De amores prohibidos

Me animo a escribir esta pequeña historia, aquí, más anónimamente, para desahogo de un dilema que lleva en mi cabeza ya un tiempo que parece eterno. Una tortura interna que me obliga al silencio.

Conocí a mi mujer hace ya un lustro. Tenemos una nena de pocos años, de ojos azules y grandes. Coqueta e inteligente a partes iguales. Llegó en la peor época de la relación, cuyos problemas aparqué en pos de un mejor entorno para las necesidades de la pequeña. Ahora estamos bien sin estar perfectamente. Sin ser infelices, tampoco somos felices.
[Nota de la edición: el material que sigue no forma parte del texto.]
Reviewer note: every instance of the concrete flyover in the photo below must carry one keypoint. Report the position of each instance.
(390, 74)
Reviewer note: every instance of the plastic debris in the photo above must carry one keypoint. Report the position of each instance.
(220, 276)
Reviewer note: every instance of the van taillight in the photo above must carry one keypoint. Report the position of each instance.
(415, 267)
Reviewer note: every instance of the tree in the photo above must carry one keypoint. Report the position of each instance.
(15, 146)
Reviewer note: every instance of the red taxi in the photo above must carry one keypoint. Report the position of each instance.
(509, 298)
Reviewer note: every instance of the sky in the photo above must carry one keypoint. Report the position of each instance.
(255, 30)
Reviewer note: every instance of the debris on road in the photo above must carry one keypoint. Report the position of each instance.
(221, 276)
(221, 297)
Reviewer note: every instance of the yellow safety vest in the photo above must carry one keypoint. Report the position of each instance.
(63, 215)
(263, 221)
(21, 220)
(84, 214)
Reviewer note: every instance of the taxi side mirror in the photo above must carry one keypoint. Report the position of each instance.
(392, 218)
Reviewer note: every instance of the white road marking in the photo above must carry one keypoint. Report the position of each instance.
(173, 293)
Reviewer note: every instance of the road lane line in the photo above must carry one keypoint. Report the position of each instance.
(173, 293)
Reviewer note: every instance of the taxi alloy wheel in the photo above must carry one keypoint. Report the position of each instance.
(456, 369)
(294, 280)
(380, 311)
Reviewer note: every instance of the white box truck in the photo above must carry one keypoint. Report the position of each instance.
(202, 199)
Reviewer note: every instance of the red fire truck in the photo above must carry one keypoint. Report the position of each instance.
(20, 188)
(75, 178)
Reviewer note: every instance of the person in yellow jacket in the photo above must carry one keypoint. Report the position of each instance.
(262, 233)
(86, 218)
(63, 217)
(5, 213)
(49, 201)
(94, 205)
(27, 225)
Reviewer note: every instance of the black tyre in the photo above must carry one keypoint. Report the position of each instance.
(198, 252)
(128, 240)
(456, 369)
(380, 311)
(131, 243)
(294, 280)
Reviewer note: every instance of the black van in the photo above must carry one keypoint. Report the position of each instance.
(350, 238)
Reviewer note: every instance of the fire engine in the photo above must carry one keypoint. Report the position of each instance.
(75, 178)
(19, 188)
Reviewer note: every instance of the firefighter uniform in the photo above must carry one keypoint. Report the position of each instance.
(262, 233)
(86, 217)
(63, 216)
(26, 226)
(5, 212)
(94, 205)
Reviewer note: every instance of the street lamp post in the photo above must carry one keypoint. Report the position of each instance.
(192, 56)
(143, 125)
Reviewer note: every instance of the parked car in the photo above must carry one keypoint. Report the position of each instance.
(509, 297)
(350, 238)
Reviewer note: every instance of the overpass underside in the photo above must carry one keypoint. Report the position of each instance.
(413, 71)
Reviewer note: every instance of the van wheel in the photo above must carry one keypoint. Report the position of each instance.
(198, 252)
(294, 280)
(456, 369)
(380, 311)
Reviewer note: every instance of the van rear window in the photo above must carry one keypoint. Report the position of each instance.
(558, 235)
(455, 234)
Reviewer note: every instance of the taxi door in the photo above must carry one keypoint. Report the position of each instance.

Pero ejercemos como buenos padres y hacemos una vida muy llevadera.

Mi mujer tiene una hermana, mayor. Tiene tres hijos, con los que también tengo muy buena relación. Se divorció de su marido antes de que naciera mi niña. Cuando la conocí, después de unos cuantos encuentros típicamente familiares, pensé que de haber sido otras las circunstancias, podríamos haber encajado como dos piezas perfectas en un puzzle de desorden y caos. Mismas inquietudes, misma filosofía de vida y una ciencia especial entre nosotros. Nuestro tiempo juntos siempre se desliza en una franja mínima entre la grata cordialidad y el coqueteo inocente. O al menos siempre era así.

Celebré mi último cumpleaños en casa, sin mucho adorno: sólo familia y un círculo relativamente cercano de amigos. Soy de pocos regalos y quienes me conocen respetan esta tendencia. Entre todos, compraron, llevaron y ocultaron una barbacoa en el jardín. Llevaba unas semanas haciéndole una pequeña casa entre los dos naranjeros que protegen la puerta de atrás. Ése fue el broche a todo el trabajo que levanté. Pero el mejor regalo, el que me quita el sueño desde entonces, el que ha roto los primeros muros de contención, fue el que me hizo mi cuñada.

Casi todos los invitados fueron puntuales, aunque algunos se retrasaron. A las 21:03, justamente, y tengo esa hora grabada en mi mente, sonó el timbre y fui a abrir. Era ella. Llevaba un vestido negrísimo, que le caía a medio muslo, y unas medias también oscuras que le hacían, junto a sus zapatos de tacón, unas piernas infinitas, un universo en el que perderse. Venía discretamente maquillada, como quien se pinta para la guerra y no ser visto. Nos miramos, nos sonreímos y después de unos segundos, unos minutos o yo qué sé cuánto, me dio las felicidades y un abrazo. Se deslizó hasta los demás invitados con un contoneo infernal.

La intenté evitar, instintivamente, durante toda la noche, como esquivando a un tigre en medio de la selva. Pero ahí ocurrían las miradas, las sonrisas intercambiadas. Se había prendido una mecha dentro de mi cabeza y era incapaz de apagarla. Pensaba, aun así, que podía controlarla, hasta que después de uno de mis viajes al baño, al acabar y abrir la puerta, allí estaba ella, esperando entre la maleza a una presa que rogaba ser cazada. Las paredes comenzaron a dar vueltas mientras nos fulminábamos los ojos. Cada vez más rápido hasta que, más allá de cualquier dicotomía, acabamos besándonos. Sólo eso.

Ahora nos escribimos por WhatsApp, leemos mensajes crípticos en nuestros muros de Facebook. Siempre con ese regalo en el recuerdo. Cada palabra, cada coma se convierten en puntos suspensivos, en naves que me trasladan a otro mundo, en carreteras que me guían hacia una vida viva. Pero todas, carreteras con peaje.